The Great Dissolving (According to Karl Holl)

A few passages from Karl Holl’s classic “The Distinctive Elements in Christianity” (1937) that will […]

David Zahl / 11.16.16
A few passages from Karl Holl’s classic “The Distinctive Elements in Christianity” (1937) that will never lose their urgency:

dissolveJesus preaches a God who wants to have dealings with sinful men, a God to whom he who has sunk deep stands, in certain circumstances, especially near. And Jesus does not do this from undue consideration for weakness. His preaching begins with the proclamation of the Kingdom of God, which implies at the same an imminent ruthless judgment…

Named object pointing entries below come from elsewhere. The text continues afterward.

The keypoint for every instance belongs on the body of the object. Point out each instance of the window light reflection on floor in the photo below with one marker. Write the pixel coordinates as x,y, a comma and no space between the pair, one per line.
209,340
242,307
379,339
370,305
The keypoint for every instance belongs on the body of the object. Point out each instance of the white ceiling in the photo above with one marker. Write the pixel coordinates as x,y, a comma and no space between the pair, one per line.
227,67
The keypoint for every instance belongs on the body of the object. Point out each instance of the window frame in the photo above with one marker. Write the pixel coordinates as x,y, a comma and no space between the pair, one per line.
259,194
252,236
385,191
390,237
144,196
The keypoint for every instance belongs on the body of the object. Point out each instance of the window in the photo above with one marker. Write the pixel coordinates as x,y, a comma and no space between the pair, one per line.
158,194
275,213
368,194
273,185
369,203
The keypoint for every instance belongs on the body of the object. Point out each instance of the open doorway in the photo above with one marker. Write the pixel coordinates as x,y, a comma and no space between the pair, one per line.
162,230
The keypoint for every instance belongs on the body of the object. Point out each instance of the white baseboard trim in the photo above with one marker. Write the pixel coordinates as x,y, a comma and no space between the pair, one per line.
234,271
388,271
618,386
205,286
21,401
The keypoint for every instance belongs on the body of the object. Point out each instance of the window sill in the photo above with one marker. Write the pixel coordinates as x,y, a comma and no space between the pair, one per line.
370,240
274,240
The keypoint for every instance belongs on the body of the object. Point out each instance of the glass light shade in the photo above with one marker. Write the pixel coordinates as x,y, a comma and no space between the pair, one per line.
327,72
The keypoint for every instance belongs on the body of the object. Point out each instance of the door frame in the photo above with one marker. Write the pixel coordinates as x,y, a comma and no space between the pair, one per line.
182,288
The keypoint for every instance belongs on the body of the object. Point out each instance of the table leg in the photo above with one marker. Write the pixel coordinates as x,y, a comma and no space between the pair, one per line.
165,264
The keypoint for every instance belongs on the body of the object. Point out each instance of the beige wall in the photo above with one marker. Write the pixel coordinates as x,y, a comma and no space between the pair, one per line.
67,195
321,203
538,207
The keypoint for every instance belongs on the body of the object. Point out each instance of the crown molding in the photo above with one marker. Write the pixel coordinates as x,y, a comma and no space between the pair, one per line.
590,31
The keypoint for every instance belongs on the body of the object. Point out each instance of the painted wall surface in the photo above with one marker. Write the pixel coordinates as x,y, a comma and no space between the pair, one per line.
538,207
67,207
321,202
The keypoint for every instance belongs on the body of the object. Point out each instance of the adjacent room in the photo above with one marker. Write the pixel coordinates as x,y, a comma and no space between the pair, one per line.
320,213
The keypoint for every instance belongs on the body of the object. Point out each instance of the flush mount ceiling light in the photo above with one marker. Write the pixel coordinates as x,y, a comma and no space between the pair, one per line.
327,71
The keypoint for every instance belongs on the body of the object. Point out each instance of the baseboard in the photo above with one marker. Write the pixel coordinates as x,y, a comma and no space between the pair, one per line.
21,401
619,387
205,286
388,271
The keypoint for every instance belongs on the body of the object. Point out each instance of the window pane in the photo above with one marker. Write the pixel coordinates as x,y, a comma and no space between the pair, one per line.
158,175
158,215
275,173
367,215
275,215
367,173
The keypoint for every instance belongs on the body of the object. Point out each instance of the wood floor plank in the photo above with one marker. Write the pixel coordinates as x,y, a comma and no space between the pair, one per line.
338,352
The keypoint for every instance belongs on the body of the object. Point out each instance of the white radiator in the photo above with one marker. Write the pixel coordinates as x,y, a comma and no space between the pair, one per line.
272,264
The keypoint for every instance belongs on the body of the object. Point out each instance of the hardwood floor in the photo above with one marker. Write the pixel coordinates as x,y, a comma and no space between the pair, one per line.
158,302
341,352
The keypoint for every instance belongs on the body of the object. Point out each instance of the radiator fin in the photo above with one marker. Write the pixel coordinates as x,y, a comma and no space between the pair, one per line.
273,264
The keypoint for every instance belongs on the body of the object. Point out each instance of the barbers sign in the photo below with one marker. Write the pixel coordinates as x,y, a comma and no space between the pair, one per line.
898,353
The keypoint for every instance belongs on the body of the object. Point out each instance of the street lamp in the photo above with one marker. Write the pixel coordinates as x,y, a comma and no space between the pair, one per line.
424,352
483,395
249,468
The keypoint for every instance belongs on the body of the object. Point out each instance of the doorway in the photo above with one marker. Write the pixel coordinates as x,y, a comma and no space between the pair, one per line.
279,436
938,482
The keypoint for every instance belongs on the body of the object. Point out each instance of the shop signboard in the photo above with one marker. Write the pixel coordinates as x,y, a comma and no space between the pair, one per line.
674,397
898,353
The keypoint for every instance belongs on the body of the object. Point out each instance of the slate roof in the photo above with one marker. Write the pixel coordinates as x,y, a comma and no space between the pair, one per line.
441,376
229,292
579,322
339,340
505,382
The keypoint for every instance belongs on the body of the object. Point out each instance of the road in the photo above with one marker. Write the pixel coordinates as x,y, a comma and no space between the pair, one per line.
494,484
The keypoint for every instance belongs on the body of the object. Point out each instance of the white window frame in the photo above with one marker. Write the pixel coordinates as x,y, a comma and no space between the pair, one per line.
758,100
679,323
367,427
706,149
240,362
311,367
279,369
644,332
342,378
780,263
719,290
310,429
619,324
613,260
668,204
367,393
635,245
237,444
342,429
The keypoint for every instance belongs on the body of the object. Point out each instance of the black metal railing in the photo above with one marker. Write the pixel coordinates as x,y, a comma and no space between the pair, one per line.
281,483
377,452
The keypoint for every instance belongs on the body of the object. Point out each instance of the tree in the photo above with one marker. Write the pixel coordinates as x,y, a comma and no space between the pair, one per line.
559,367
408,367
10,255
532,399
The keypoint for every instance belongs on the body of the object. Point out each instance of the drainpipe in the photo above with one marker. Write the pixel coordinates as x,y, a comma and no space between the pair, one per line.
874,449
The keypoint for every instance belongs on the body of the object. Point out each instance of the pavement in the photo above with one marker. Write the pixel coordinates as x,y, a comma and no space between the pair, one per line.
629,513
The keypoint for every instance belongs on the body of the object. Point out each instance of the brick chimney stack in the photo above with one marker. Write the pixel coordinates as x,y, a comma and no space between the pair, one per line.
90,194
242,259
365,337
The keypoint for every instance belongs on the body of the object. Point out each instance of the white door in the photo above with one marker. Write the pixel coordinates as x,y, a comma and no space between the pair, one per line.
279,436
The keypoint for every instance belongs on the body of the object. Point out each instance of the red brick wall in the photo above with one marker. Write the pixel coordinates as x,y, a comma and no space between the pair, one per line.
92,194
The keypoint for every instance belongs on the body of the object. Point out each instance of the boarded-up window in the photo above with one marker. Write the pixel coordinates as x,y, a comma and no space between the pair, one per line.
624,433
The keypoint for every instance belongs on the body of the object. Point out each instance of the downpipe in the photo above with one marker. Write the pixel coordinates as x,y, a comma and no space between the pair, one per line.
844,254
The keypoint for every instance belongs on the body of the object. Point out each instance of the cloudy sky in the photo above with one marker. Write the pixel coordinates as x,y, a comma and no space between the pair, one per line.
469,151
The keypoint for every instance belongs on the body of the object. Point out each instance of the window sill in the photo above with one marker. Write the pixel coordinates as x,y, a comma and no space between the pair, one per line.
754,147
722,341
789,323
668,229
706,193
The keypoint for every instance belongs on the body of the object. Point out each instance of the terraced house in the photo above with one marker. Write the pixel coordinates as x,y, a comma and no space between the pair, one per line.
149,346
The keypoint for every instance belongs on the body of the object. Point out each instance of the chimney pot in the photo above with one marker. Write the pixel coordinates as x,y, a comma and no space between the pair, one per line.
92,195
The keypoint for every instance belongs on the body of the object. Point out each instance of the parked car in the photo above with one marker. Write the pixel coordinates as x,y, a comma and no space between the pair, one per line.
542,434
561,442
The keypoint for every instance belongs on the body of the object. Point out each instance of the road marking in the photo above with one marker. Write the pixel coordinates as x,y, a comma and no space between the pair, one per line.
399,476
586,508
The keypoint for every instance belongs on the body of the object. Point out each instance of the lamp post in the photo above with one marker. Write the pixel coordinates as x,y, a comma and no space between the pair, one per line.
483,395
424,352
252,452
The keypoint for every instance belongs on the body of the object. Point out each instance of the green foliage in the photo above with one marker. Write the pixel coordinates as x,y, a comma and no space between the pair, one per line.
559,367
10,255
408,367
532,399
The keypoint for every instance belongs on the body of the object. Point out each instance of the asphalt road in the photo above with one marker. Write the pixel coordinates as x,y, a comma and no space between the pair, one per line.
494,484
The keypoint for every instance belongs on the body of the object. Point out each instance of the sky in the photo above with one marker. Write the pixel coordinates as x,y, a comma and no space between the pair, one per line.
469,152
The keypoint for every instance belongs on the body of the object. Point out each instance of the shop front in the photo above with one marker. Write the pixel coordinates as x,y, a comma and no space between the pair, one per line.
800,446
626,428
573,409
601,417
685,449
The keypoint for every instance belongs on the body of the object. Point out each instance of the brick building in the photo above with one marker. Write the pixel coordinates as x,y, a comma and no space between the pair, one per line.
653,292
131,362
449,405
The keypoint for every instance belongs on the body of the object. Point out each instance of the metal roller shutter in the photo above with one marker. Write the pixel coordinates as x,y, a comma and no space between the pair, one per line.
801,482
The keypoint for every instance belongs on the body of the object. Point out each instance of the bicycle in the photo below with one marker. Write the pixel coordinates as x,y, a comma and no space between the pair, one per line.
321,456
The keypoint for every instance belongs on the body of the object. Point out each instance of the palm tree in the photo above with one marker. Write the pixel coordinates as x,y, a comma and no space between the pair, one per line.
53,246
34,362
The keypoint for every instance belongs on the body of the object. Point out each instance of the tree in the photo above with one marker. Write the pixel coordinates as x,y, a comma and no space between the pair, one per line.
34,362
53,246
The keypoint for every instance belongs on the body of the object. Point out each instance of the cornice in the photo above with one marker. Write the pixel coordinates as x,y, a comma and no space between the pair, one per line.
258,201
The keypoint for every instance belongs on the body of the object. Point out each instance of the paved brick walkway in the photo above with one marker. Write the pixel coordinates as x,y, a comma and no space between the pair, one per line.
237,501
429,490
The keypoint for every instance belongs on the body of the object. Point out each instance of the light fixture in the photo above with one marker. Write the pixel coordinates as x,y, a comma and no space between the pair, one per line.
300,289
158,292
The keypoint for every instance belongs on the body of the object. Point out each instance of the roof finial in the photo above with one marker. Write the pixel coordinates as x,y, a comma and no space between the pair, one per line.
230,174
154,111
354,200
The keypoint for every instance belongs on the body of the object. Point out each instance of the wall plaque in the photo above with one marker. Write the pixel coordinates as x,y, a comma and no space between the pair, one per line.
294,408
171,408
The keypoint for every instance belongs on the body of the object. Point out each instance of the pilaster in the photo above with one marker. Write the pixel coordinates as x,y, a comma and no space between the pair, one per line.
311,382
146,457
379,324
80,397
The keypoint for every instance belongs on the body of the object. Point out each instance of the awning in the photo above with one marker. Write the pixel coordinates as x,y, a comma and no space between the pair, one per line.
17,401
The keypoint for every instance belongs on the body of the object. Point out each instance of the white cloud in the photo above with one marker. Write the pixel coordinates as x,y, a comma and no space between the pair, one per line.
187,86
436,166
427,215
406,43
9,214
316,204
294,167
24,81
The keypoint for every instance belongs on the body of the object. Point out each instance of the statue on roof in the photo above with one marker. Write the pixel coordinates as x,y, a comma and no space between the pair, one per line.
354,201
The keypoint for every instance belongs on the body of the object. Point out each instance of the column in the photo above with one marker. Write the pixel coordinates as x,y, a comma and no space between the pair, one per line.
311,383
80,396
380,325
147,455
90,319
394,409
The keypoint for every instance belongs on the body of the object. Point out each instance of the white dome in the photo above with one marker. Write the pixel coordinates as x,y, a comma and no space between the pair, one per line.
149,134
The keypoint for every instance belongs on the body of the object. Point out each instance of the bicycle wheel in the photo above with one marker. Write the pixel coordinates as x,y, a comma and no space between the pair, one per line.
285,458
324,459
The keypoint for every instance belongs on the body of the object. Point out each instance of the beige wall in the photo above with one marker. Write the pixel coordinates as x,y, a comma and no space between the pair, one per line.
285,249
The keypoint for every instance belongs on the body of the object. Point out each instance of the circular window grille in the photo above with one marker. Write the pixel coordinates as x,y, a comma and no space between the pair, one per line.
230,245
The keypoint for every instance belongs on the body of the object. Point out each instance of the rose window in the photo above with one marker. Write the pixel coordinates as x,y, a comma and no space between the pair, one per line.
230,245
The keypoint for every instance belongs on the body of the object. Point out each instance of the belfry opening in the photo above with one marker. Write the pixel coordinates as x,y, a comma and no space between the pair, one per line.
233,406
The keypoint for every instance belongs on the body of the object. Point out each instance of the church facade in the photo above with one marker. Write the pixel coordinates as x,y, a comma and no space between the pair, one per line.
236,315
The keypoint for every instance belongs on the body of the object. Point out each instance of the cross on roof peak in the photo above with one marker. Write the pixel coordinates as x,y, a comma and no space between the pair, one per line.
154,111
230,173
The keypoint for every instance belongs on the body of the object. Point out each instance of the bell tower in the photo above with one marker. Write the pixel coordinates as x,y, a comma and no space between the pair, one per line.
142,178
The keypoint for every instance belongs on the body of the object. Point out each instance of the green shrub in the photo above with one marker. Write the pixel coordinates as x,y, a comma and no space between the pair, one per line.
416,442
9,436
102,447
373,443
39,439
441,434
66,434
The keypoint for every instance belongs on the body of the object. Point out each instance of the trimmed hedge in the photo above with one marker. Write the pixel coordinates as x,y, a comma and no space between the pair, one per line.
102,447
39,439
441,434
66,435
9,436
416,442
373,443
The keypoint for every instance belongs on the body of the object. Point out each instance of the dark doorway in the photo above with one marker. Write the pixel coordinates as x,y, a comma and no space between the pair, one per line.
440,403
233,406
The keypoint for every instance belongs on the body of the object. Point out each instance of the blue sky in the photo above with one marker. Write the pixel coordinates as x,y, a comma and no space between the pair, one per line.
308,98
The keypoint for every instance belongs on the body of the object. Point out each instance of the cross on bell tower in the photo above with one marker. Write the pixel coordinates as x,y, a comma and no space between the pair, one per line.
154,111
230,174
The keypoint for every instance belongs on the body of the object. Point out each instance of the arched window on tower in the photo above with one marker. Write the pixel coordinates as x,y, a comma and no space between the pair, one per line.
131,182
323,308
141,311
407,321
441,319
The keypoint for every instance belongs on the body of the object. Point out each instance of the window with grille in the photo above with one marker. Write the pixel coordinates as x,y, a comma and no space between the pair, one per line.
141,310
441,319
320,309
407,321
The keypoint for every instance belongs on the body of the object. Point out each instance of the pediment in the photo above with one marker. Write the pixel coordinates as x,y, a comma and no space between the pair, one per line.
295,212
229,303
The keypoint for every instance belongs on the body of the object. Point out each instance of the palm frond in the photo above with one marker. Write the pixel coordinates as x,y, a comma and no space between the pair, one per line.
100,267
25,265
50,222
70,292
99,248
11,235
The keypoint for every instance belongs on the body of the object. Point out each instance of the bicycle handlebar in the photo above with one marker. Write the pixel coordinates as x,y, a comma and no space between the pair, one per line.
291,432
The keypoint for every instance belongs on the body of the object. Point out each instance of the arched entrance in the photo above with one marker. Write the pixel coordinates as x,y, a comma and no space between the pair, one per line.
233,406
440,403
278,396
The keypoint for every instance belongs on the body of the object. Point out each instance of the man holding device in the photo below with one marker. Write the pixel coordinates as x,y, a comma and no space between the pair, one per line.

Jesus regards the will to forgiveness as rooted in God’s very innermost being.

He dealt a blow at everything that earnest ethical thinking about the relation between God and man had established, and everything that the common-sense understanding of mankind down to the present day has held to be the only right standard. It is all the more astonishing that on the basis of such a conception of God, which seemed to dissolve all morality, Jesus nevertheless built up an ethic, and the most exacting ethic conceivable at that…

This conception of God which Jesus taught, though it ran so sharply counter to all natural religious notions, still possessed its hidden, its irresistible strength. It went deeper than any other conception of God. For it spoke straight to the conscience. Was it not after all convincing that he who would aspire to fellowship with God must take his stand not on heroism, but unconditionally on God’s own moral nature, on God’s great goodness? For him who earnestly sought to do this, the distinction between the just and the unjust, the pure and the impure was dissolved… The admonition ‘know thyself’ now found its full significance.

Everything, then, pointed to one conclusion. He who grasped it was like a person awakening from a dream… that the ‘irrational’ made evident the actual truth, that what offended the commonsense of mankind, commended itself to the thoughtful as the revelation of a deeper and supremely convincing truth concerning God and man — herein lay the conquering power of Christianity.